Toeslagenstelsel te ingewikkeld voor de gewone man
Het toeslagenstelsel blijft een hoofdpijndossier voor de Belastingdienst. Bewindslieden doen het niet snel goed. Staatssecretaris Snel moest het veld ruimen na problemen met de kinderopvangtoeslag.
Snel werd verweten de rechthebbenden op kinderopvangtoeslag te hard te hebben aangepakt. De Belastingdienst bleek 8500 gezinnen achter de broek te zitten omdat zij kinderopvangtoeslag hadden ontvangen waarop zij geen recht op zouden hebben. Gemiddeld ging het om 19.000 euro per gezin. Deze gezinnen hadden het etiket ”opzet of grove schuld” ontvangen van de Belastingdienst. Daardoor kon er geen betalingsregeling meer worden getroffen.

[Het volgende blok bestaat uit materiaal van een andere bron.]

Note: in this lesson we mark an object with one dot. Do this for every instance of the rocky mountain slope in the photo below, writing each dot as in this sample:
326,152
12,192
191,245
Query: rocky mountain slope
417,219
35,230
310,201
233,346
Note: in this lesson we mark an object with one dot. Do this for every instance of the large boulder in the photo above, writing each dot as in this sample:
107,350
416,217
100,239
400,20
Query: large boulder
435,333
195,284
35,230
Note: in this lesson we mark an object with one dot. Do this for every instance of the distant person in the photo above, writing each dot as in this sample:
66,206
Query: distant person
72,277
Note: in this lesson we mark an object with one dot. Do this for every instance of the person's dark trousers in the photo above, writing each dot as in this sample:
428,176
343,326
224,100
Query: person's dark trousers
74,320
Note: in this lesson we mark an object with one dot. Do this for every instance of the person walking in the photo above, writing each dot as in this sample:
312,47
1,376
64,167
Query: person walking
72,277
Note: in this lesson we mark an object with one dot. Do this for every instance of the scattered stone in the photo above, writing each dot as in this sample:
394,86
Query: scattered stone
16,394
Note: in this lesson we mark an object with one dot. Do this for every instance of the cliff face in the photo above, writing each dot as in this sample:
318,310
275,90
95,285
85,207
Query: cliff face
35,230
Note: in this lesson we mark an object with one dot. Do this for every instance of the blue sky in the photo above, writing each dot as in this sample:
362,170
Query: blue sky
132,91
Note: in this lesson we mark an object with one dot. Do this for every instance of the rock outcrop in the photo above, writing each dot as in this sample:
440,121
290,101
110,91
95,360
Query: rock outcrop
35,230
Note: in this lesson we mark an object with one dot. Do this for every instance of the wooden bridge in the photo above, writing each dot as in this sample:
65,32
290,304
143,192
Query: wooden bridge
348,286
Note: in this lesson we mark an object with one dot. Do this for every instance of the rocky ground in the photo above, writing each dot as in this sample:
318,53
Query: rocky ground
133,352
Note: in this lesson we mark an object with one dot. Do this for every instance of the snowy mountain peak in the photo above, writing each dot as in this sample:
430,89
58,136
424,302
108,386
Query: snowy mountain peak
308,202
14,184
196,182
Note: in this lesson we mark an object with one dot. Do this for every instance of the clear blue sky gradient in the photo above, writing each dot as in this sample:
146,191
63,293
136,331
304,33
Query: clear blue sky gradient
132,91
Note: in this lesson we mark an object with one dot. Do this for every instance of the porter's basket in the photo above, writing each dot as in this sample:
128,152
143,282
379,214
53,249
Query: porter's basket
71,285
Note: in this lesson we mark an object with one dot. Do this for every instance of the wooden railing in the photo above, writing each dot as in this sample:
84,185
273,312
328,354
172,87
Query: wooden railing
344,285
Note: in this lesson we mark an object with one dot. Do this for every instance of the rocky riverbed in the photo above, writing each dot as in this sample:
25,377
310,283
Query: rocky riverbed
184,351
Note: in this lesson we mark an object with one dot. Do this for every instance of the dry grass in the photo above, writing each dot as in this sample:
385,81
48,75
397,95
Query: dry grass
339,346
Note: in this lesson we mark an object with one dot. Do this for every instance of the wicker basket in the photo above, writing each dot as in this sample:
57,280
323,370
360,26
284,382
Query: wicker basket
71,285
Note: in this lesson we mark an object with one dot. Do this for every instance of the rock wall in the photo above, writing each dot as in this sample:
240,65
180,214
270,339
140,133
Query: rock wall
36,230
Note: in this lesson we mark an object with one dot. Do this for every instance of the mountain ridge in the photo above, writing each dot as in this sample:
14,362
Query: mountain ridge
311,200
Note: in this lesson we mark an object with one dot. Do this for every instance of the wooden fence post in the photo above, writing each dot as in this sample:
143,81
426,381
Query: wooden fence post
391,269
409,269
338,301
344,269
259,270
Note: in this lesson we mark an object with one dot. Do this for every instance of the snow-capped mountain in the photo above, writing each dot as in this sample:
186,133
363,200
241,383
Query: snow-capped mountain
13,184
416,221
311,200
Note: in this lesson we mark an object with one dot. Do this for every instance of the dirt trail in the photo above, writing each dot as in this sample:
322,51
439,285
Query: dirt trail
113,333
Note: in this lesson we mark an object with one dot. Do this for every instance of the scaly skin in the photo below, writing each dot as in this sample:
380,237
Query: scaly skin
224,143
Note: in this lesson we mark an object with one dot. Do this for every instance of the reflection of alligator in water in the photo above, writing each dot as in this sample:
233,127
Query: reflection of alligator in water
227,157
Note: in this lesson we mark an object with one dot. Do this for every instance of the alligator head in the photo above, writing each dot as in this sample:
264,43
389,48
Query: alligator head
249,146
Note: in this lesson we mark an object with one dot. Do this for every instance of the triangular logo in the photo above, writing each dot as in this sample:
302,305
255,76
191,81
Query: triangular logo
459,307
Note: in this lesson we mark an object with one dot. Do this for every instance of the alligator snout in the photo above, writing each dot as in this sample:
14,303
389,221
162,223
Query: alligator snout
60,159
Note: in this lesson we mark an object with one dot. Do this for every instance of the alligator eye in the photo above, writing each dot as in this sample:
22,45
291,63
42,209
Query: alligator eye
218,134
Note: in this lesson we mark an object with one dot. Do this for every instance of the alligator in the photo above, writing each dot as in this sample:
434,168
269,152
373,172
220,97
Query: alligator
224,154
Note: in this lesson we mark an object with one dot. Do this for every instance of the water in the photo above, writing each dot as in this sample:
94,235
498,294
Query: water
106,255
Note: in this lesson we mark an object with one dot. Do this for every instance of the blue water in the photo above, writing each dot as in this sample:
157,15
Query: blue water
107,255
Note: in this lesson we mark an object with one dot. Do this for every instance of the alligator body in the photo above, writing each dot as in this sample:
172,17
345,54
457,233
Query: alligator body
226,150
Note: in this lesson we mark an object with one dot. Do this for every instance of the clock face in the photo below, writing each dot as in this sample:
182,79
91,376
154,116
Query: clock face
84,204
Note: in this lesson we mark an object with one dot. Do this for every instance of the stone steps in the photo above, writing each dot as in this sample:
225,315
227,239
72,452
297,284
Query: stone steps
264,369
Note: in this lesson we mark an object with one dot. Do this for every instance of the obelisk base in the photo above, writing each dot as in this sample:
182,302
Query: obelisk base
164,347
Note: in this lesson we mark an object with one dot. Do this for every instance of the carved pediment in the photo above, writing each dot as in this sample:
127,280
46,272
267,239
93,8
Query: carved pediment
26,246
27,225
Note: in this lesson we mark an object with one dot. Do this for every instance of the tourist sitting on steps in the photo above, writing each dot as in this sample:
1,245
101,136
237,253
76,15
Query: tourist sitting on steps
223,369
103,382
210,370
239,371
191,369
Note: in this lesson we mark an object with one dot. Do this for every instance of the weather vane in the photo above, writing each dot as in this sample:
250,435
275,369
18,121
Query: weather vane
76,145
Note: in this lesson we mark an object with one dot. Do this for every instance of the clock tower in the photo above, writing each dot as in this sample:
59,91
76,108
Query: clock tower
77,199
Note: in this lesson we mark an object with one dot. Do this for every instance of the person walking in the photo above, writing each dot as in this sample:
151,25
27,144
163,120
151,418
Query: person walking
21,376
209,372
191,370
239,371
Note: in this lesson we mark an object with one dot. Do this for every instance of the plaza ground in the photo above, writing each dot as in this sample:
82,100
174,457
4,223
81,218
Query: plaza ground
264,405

Na veel ophef bleek dat in vele gevallen het etiket te snel of onterecht was opgeplakt.
Pijnpunt
Het grote pijnpunt in het toeslagensysteem is dat bedragen op voorschotbasis worden uitgekeerd. En dat terwijl de bedragen afhankelijk zijn van onder andere inkomen, vermogen en hoogte van de huur.
Neem een begrip als inkomen. Daarbij worden definities gehanteerd als: toetsingsinkomen, belastbaar inkomen, verzamelinkomen. Verder kunnen ingrediënten die de hoogte van de toeslag bepalen, gedurende het jaar fors wijzigen waardoor het recht op de toeslag verandert. In de praktijk wordt een veel te groot beroep gedaan op de kennis van de rechthebbenden. In een recent ingediende motie in de Tweede Kamer overwegen de indieners „dat het toeslagenstelsel het doenvermogen van veel burgers overschat.”
Naar aanleiding van de discussie over de kinderopvangtoeslag heeft de minister van Financiën op 25 december 2019 een besluit gepubliceerd dat over de tijdige betaling van de kosten voor kinderopvang. In dit besluit worden twee nadere toezeggingen gedaan.
Overschrijding
Ten eerste wordt een betaling aan een kinderopvangorganisatie tijdig geacht indien de ouder de betaling heeft gedaan voor 1 maart van het jaar dat volgt op het jaar waarin de toeslag is berekend. Deze datum mag alleen worden overschreden wanneer een betalingsregeling is getroffen met de kinderopvangorganisatie.
Ten tweede geldt dat de kinderopvangtoeslag proportioneel wordt vastgesteld. Stel dat ouders 10.000 euro aan kosten kinderopvang maken. Op basis van de inkomensgegevens hebben de ouders recht op 90 procent aan toeslag (9.000 euro). Nu blijkt na afloop van het jaar dat de ouders slechts 9.500 euro aan de kinderopvangorganisatie hebben betaald. De belastingdienst berekent dan de toeslag op 90 procent van 9000 euro. Er wordt door de belastingdienst een bedrag teruggevorderd van 450 euro.
Het genoemde besluit is uiteraard slechts een pleister op de wond. Duidelijk is dat het systeem niet deugt. De toeslagen zouden bijvoorbeeld gefiscaliseerd moeten worden waarbij deze als heffingskorting of anderszins in de aangiften inkomstenbelasting worden opgenomen. Op 10 december 2019 heeft de Tweede Kamer een motie aangenomen waarbij afschaffing van het toeslagenstelsel en onderzoek naar varianten centraal staat. Laten we hopen dat dit de eerste aanzet is tot een deugdelijk systeem wat begrijpelijk is voor iedere burger.